The good news is, we are coming in at the beginning of the 'housing bust,' meaning it's a 'buyer's market' out there (jargon, jargon, everywhere). The bad news is, few sellers in Charleston have realized that the bust has or is occurring and are continuing to price their homes as if everything were hunky-dorry, which it most decidedly is not. All of this translates into a perplexing state of affairs in which it is next to impossible to tell which of two identically priced houses is filled with cockroaches, mold, and a washer/dryer hookup in the closet of the so-called master bedroom and which is a cute, open, brand-new, well-designed place with a new HVAC and roof. We have seen these and everything in between.
And we have, of course, run into problems we, in our naivete, never anticipated. Who could think that someone would build an addition onto their house in which the ceiling is not even 6 feet tall? (I kept hearing the lollipop league chorus.) And who would have imagined that it would be so popular in the south to place bedroom closests inside adjoining half baths? (Have they never heard of mold??) And who knew there was a type of plumbing popular in the south in the 80's that has subsequently proven prone to catastrophic but unannounced failure after years of pumping chlorinated water (because the chlorine interacts with the material out of which the pipes were made). La la la, just a few little areas of concern!
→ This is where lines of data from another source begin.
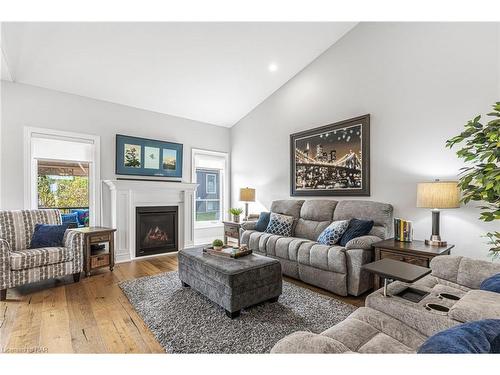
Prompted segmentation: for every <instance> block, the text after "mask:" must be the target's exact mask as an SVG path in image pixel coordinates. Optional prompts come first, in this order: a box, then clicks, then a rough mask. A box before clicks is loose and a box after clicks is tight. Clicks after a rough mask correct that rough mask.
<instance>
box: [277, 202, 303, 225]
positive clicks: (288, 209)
mask: <svg viewBox="0 0 500 375" xmlns="http://www.w3.org/2000/svg"><path fill="white" fill-rule="evenodd" d="M302 204H304V201H303V200H297V199H283V200H277V201H273V203H272V204H271V212H275V213H277V214H282V215H287V216H293V218H294V219H296V220H298V219H299V217H300V209H301V208H302Z"/></svg>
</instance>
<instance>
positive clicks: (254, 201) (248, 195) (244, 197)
mask: <svg viewBox="0 0 500 375" xmlns="http://www.w3.org/2000/svg"><path fill="white" fill-rule="evenodd" d="M240 201H241V202H245V219H244V220H245V221H247V220H248V202H255V189H252V188H248V187H246V188H241V189H240Z"/></svg>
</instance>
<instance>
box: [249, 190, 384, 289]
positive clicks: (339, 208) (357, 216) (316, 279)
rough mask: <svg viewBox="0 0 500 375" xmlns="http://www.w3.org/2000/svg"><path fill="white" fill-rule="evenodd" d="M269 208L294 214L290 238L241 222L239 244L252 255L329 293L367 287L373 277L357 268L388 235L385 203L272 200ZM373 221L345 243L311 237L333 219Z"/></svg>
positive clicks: (254, 224)
mask: <svg viewBox="0 0 500 375" xmlns="http://www.w3.org/2000/svg"><path fill="white" fill-rule="evenodd" d="M271 212H275V213H278V214H283V215H288V216H293V217H294V231H293V237H283V236H279V235H275V234H271V233H265V232H258V231H256V230H255V224H256V222H246V223H244V224H243V231H242V233H241V243H242V244H247V245H248V247H249V248H250V249H252V251H254V252H255V253H257V254H261V255H265V256H268V257H271V258H275V259H277V260H279V261H280V263H281V268H282V272H283V274H285V275H286V276H289V277H292V278H295V279H299V280H302V281H304V282H306V283H308V284H312V285H315V286H318V287H320V288H323V289H326V290H328V291H331V292H333V293H336V294H339V295H342V296H346V295H347V294H350V295H353V296H358V295H360V294H363V293H364V292H366V291H367V290H369V289H370V288H372V287H373V277H372V276H371V275H370V274H369V273H367V272H365V271H363V270H361V266H362V265H363V264H366V263H370V262H371V261H372V258H373V250H372V244H373V243H375V242H378V241H381V240H383V239H386V238H389V237H391V235H392V228H393V222H392V221H393V208H392V206H391V205H390V204H387V203H380V202H372V201H363V200H344V201H334V200H295V199H287V200H277V201H274V202H273V203H272V204H271ZM353 218H356V219H364V220H373V222H374V226H373V229H372V230H371V232H370V233H369V235H367V236H362V237H358V238H355V239H353V240H351V241H349V242H348V243H347V244H346V246H345V247H342V246H336V245H335V246H327V245H321V244H318V242H317V241H316V240H317V238H318V236H319V235H320V234H321V232H322V231H323V230H324V229H325V228H326V227H327V226H328V225H329V224H330V223H331V222H332V221H336V220H350V219H353Z"/></svg>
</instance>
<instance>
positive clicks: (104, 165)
mask: <svg viewBox="0 0 500 375" xmlns="http://www.w3.org/2000/svg"><path fill="white" fill-rule="evenodd" d="M1 90H2V98H1V99H2V114H1V120H2V129H1V130H2V133H1V135H2V137H1V150H2V159H1V163H2V168H1V176H0V178H1V181H0V182H1V185H2V186H1V194H2V199H1V204H2V208H4V209H20V208H23V204H24V192H23V189H24V185H23V167H24V165H23V145H24V142H23V128H24V127H25V126H34V127H41V128H50V129H57V130H65V131H75V132H80V133H88V134H95V135H99V136H101V178H102V179H112V178H114V176H115V174H114V170H115V164H114V163H115V134H116V133H121V134H127V135H136V136H140V137H145V138H153V139H161V140H166V141H172V142H179V143H183V144H184V163H183V180H184V181H190V180H191V148H192V147H194V148H202V149H208V150H214V151H223V152H228V151H229V129H227V128H223V127H219V126H213V125H208V124H204V123H200V122H196V121H191V120H187V119H183V118H179V117H174V116H168V115H164V114H159V113H155V112H149V111H143V110H140V109H135V108H132V107H127V106H123V105H119V104H113V103H109V102H104V101H100V100H94V99H89V98H84V97H81V96H77V95H71V94H65V93H61V92H57V91H53V90H47V89H42V88H38V87H34V86H29V85H22V84H16V83H10V82H6V81H2V82H1Z"/></svg>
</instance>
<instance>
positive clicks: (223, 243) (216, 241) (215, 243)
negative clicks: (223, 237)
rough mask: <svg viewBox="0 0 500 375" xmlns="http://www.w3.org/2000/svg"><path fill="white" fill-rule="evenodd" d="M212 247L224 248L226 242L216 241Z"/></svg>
mask: <svg viewBox="0 0 500 375" xmlns="http://www.w3.org/2000/svg"><path fill="white" fill-rule="evenodd" d="M212 246H213V247H222V246H224V242H222V240H214V241H213V242H212Z"/></svg>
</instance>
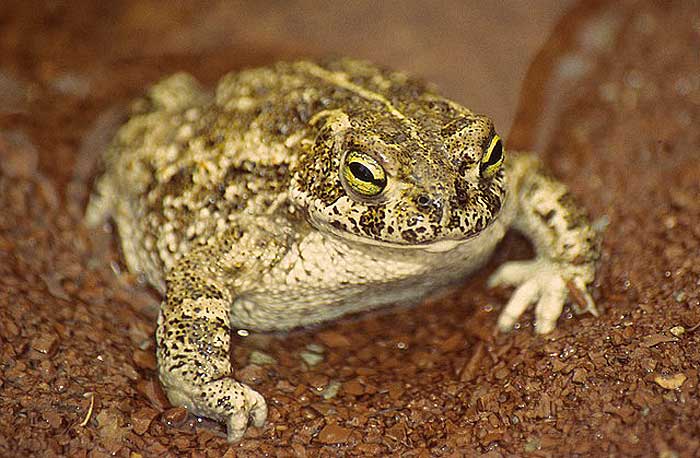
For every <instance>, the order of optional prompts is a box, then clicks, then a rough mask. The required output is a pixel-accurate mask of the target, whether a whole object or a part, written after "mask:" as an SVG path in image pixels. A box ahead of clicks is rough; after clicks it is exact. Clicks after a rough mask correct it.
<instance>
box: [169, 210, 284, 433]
mask: <svg viewBox="0 0 700 458" xmlns="http://www.w3.org/2000/svg"><path fill="white" fill-rule="evenodd" d="M269 228H276V230H275V231H273V232H270V231H269ZM290 244H291V241H290V240H289V231H288V230H286V227H285V225H284V224H283V223H281V222H279V221H267V220H263V219H261V218H258V219H251V220H246V221H243V222H240V221H239V222H238V223H234V222H233V221H229V229H228V230H227V231H225V232H224V233H222V234H220V235H219V236H218V237H217V238H216V240H215V241H214V242H213V243H211V244H208V245H204V246H202V247H200V248H197V249H194V250H192V251H191V252H189V253H188V254H186V255H185V256H184V257H183V258H182V259H181V260H180V261H178V262H177V264H176V265H175V266H174V267H173V268H172V269H171V270H170V272H169V273H168V274H167V276H166V294H165V300H164V301H163V304H162V306H161V311H160V316H159V318H158V328H157V330H156V341H157V346H158V348H157V359H158V374H159V376H160V380H161V383H162V384H163V387H164V388H165V392H166V394H167V395H168V398H169V399H170V401H171V402H172V403H173V404H174V405H178V406H184V407H186V408H187V409H188V410H190V411H191V412H192V413H194V414H196V415H202V416H205V417H208V418H212V419H215V420H218V421H221V422H224V423H226V427H227V429H228V440H229V441H230V442H236V441H238V440H240V439H241V438H242V437H243V434H244V433H245V430H246V427H247V426H248V421H249V419H252V422H253V424H254V425H255V426H262V424H263V423H264V422H265V418H266V417H267V405H266V404H265V399H264V398H263V397H262V396H261V395H260V394H259V393H258V392H256V391H255V390H253V389H252V388H250V387H249V386H247V385H245V384H243V383H240V382H238V381H236V380H234V379H233V378H232V367H231V359H230V343H231V325H230V323H231V319H232V315H231V311H232V307H231V305H232V303H233V300H234V299H235V297H234V294H235V293H234V289H235V287H233V286H232V285H233V284H234V283H235V281H234V280H235V279H236V278H238V279H240V278H243V277H244V276H251V277H253V278H259V277H260V275H261V271H262V270H264V269H265V268H270V267H271V266H273V265H274V264H275V263H276V262H278V261H279V260H280V259H281V258H282V257H283V255H284V253H285V250H286V249H287V247H288V246H290ZM239 293H242V292H239Z"/></svg>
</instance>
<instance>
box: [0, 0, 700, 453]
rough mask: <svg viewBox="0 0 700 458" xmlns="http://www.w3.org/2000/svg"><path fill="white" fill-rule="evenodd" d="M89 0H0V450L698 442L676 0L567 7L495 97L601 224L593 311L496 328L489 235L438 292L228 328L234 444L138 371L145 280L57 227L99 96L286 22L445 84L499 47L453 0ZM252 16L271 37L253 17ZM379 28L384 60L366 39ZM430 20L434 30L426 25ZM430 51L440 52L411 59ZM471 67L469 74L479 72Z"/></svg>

Back when we first contemplated buying a house, the idea of paying for one sent chills down my spine, but I thought that at least the looking would be entertaining. Now that we are embroiled in it, looking has become a necessary evil. And it doesn't help that we actually do need to move sooner rather than later, since I want to be all moved in before I am mammoth and/or towing along a kid. (When they hear that, people here nod knowingly and say things like "ahh, she's nesting," which kind of makes me want to beat them.)
So, updates as they arise. So far, we've seen some 14 properties (all in one day last week--our realtor calls us "fast lookers"-- with 8-10 on for tomorrow after church (which feels vaguely like breaking the Sabbath to me, but there's just no help for it...yet another morally ambiguous part of the whole process!). Wish us luck!